State v. Van Bueren
This text of 81 A.2d 42 (State v. Van Bueren) is published on Counsel Stack Legal Research, covering Cape May County Superior Court primary law. Counsel Stack provides free access to over 12 million legal documents including statutes, case law, regulations, and constitutions.
Opinion
On April 26, 1951, in response to a subpoena, the defendant, John Yan Bueren, appeared before the grand jury of Cape May County, and upon being sworn by the foreman of the grand jury, the following questions were asked the witness:
(1) Are you aware of the business engaged in by Mr. Thurtle ?
(2) Ifave you consulted an attorney?
(3) Is your attorney from Wildwood, New Jersey?
(4) Have you ever seen Mr. Thurtle taking a bet?
(5) Have you ever placed a bet with Mr. Thurtle?
[594]*594(6) Have you ever placed a bet with anyone?
(7) When did you consult an attorney?
All of which he refused to answer on the ground that “it will tend to incriminate and degrade me.”
The State seeks an order to compel the defendant to again appear before the grand jury and answer those questions above propounded.
The defendant is not required to answer questions No. 2, No. 3 and No. 7, as they appear to have no relevancy, and in any event, the answers thereto have been supplied by the appearance of counsel in behalf of the defendant on the return of the rule to show cause.
If the witness is compelled to answer the remaining questions, will the answer or answers thereto, if in the affirmative, expose him to a criminal prosecution ? Assuredly the answer to question No. 4, even though the answer thereto be in the affirmative, would not expose the witness to criminal prosecution, since the taking of a bet by another and viewed by this witness, at most, would taint the transaction as bookmaking, which is a misdemeanor, and thus does not oblige the witness to disclose the same in order to exonerate himself from a charge of concealment. Concealment of a crime extends to certain designated offenses in the statute and to high misdemeanor.
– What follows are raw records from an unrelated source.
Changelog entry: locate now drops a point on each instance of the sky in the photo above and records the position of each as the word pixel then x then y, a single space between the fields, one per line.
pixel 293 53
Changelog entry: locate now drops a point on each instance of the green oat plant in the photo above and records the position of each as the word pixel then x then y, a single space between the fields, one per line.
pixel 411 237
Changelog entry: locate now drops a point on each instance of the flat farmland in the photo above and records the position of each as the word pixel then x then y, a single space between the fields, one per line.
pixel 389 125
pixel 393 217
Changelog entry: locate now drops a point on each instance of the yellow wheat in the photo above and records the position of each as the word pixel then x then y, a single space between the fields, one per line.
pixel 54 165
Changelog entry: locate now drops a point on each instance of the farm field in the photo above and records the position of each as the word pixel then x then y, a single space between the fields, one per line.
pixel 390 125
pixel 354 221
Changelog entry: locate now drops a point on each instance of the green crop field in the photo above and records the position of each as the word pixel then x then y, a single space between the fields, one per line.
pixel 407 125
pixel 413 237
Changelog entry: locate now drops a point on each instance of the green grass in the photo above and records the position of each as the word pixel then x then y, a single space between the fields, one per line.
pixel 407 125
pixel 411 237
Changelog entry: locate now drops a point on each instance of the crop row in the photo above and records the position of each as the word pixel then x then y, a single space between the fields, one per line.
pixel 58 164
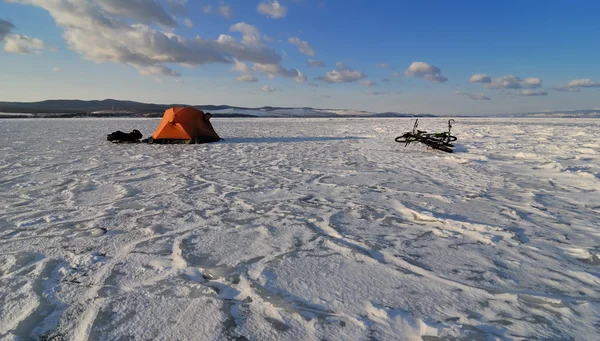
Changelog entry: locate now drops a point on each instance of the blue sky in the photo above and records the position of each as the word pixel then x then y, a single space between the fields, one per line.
pixel 459 57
B. S. 2:118-2.
Now as to questions No. 1, No. 5 and No. 6: Could any harm be visited upon the witness by exposing him to criminal prosecution if he made a bet upon the outcome of a horse race with a bookmaker ? The answer is no.
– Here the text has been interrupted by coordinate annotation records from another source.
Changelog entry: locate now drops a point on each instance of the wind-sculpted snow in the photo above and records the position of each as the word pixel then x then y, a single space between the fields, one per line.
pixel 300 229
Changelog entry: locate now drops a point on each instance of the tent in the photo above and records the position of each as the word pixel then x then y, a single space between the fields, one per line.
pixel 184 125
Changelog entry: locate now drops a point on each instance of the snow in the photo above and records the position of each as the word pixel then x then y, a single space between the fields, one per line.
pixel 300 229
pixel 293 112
Mr. Justice Case in a concurring opinion out of our court of last resort in State v. Lennon, 3 N. J. 337, at page 345 (1949), said:
“It is a substantive statutory offense, with penalty, to make a book and take bets; it is not a substantive statutory offense, with penalty, to place a bet.”
In the Lennon case, one Pellecchia was indicted with two other alleged bookmakers for conspiracy, but the conduct of
[595]*595Pellecchia extended beyond the mere making of a bet by him, but rather it was a grand plan, concerted in action, to bet and accept huge sums of money on the outcome of horse races. The result of the answers in the affirmative to the three questions propounded could not, in anywise, elicit such a scheme, and therefore, the probability of exposure to criminal prosecution of conspiracy is nonexistent.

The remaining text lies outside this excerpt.